Increase the master key size to 256 bits
NIAP certification finds that the 128 bit key size is insufficient
and requires a 256 bit key size. This change increases the
size of new master keys to 256 bits. Any existing master keys are
not changed and continue to be supported.

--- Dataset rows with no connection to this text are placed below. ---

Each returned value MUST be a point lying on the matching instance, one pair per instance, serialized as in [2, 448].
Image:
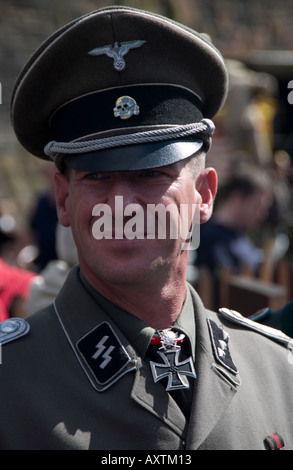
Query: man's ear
[206, 185]
[62, 192]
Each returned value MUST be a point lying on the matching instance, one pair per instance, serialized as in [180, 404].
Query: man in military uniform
[127, 357]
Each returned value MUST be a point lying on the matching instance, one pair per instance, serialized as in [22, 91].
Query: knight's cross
[173, 369]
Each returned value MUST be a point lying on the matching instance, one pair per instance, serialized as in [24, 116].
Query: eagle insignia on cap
[117, 52]
[125, 107]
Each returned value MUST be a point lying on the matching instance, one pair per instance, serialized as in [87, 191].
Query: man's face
[107, 249]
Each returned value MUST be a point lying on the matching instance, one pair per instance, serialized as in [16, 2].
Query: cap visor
[134, 157]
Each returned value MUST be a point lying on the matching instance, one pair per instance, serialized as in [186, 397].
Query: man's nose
[123, 191]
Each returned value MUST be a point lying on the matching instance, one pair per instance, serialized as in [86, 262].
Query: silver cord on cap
[205, 126]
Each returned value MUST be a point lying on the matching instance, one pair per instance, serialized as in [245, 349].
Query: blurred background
[254, 129]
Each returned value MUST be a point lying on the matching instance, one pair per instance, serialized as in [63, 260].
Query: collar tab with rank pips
[171, 368]
[104, 356]
[12, 329]
[220, 340]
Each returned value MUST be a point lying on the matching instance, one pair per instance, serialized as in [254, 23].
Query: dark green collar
[135, 330]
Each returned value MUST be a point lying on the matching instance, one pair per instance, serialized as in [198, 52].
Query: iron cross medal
[171, 368]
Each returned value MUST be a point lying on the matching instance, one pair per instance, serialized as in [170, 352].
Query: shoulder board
[272, 333]
[12, 329]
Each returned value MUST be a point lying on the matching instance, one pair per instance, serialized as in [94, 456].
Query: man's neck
[158, 306]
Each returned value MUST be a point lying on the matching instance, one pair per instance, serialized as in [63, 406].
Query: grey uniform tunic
[79, 380]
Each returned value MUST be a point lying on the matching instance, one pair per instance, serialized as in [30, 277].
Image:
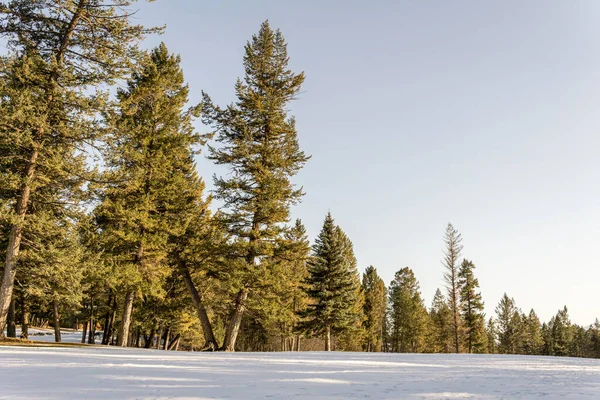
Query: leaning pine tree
[331, 285]
[67, 48]
[149, 165]
[471, 307]
[260, 146]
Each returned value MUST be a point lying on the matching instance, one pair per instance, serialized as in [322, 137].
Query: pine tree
[533, 340]
[471, 307]
[288, 298]
[374, 308]
[149, 162]
[260, 145]
[507, 330]
[452, 253]
[561, 332]
[63, 51]
[331, 285]
[408, 314]
[492, 337]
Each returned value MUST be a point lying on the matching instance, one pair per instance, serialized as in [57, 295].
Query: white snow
[103, 373]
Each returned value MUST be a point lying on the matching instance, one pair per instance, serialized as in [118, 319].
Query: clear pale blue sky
[417, 113]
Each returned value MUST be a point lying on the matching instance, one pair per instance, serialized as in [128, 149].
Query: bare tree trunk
[174, 342]
[235, 321]
[11, 326]
[14, 242]
[167, 338]
[123, 336]
[92, 334]
[209, 336]
[57, 337]
[24, 318]
[159, 337]
[150, 338]
[84, 332]
[113, 315]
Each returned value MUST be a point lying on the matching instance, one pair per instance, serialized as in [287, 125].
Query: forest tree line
[106, 227]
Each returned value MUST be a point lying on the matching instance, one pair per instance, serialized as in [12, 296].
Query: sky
[420, 113]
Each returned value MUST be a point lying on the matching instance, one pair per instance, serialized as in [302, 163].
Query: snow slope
[102, 373]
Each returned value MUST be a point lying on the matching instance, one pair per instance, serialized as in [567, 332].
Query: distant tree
[471, 307]
[533, 341]
[407, 313]
[492, 336]
[441, 332]
[331, 285]
[374, 308]
[260, 146]
[453, 240]
[506, 325]
[561, 333]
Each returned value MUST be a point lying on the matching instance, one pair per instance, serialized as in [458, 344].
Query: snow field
[103, 373]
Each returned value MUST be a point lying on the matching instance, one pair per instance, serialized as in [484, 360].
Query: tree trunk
[11, 326]
[167, 338]
[150, 338]
[57, 338]
[210, 343]
[92, 334]
[159, 338]
[174, 342]
[84, 331]
[111, 322]
[235, 321]
[123, 336]
[24, 318]
[14, 242]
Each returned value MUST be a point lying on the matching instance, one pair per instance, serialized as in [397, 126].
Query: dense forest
[106, 226]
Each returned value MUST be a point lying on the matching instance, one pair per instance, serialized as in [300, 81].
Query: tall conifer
[452, 253]
[149, 163]
[331, 285]
[471, 307]
[260, 146]
[67, 49]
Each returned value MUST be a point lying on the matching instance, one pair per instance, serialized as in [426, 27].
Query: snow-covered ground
[47, 335]
[102, 373]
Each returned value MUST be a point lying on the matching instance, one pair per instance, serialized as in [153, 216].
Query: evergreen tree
[532, 336]
[408, 314]
[561, 332]
[260, 145]
[441, 324]
[148, 165]
[492, 337]
[64, 50]
[507, 331]
[453, 240]
[374, 308]
[331, 284]
[471, 307]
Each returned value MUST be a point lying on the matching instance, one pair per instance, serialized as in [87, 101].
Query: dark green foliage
[375, 307]
[258, 142]
[507, 324]
[408, 315]
[452, 252]
[471, 307]
[440, 333]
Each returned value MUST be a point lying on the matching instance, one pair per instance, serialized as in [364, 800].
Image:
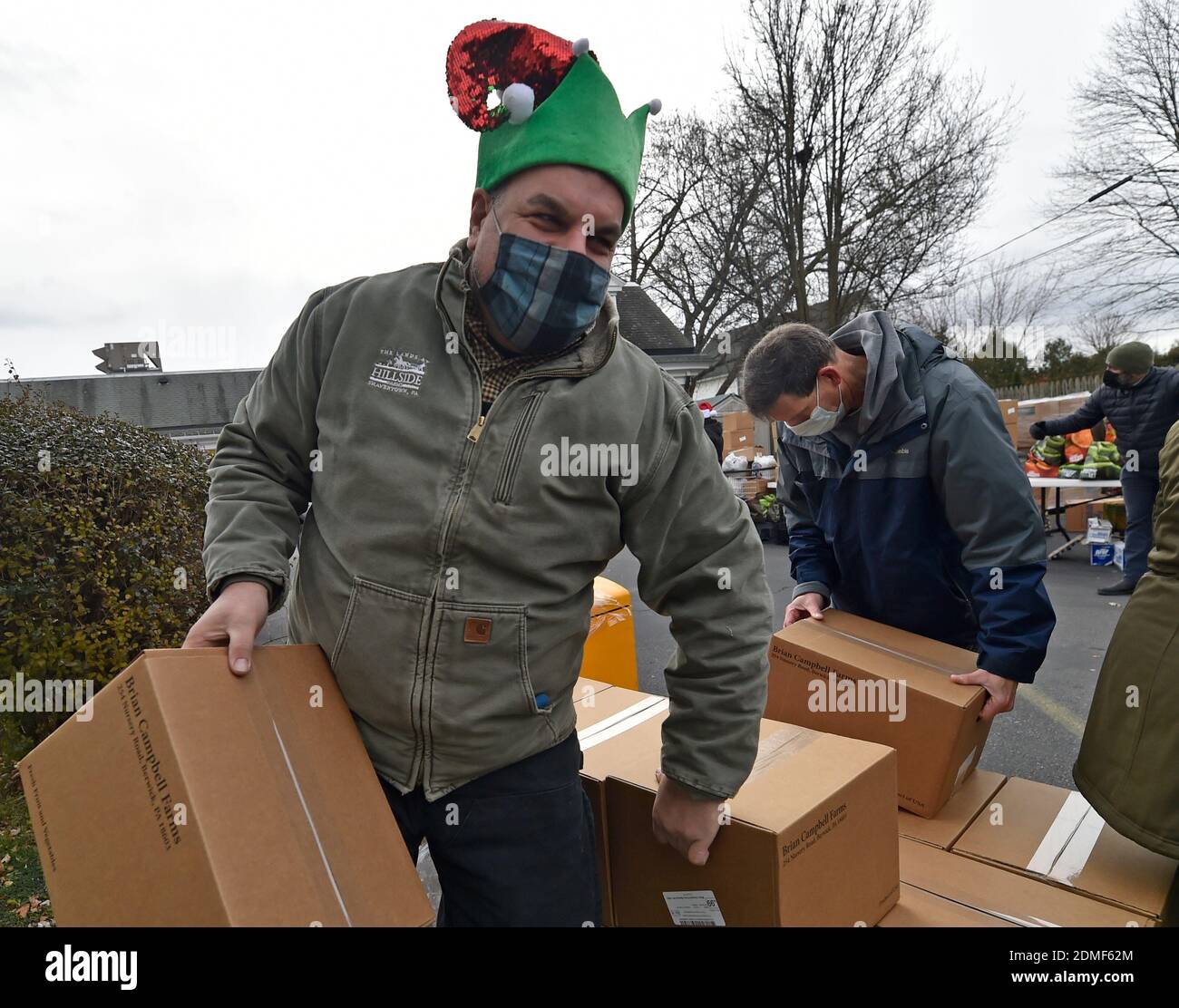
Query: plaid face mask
[541, 297]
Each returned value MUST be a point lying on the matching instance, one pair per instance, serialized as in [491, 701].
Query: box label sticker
[695, 908]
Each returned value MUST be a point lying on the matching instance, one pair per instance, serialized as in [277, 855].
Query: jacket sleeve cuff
[697, 792]
[276, 589]
[1021, 669]
[808, 587]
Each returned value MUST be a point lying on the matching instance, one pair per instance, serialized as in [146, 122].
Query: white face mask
[821, 420]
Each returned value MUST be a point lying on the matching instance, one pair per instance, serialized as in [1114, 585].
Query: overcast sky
[201, 169]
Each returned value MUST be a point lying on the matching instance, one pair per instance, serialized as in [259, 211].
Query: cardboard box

A new BlobType, TYPE_MASTER_KEY_AES256, is used to signal when a
key is the new larger size.
Bug: 121272336
Test: (1) Ran Keystore CTS tests against Walleye,
no new test failures observed.
(2) Created keys in build without change, moved to build
with change and verified old key could be loaded and
used. Also, a new key could be created with the
increased size and could be reloaded after a reboot.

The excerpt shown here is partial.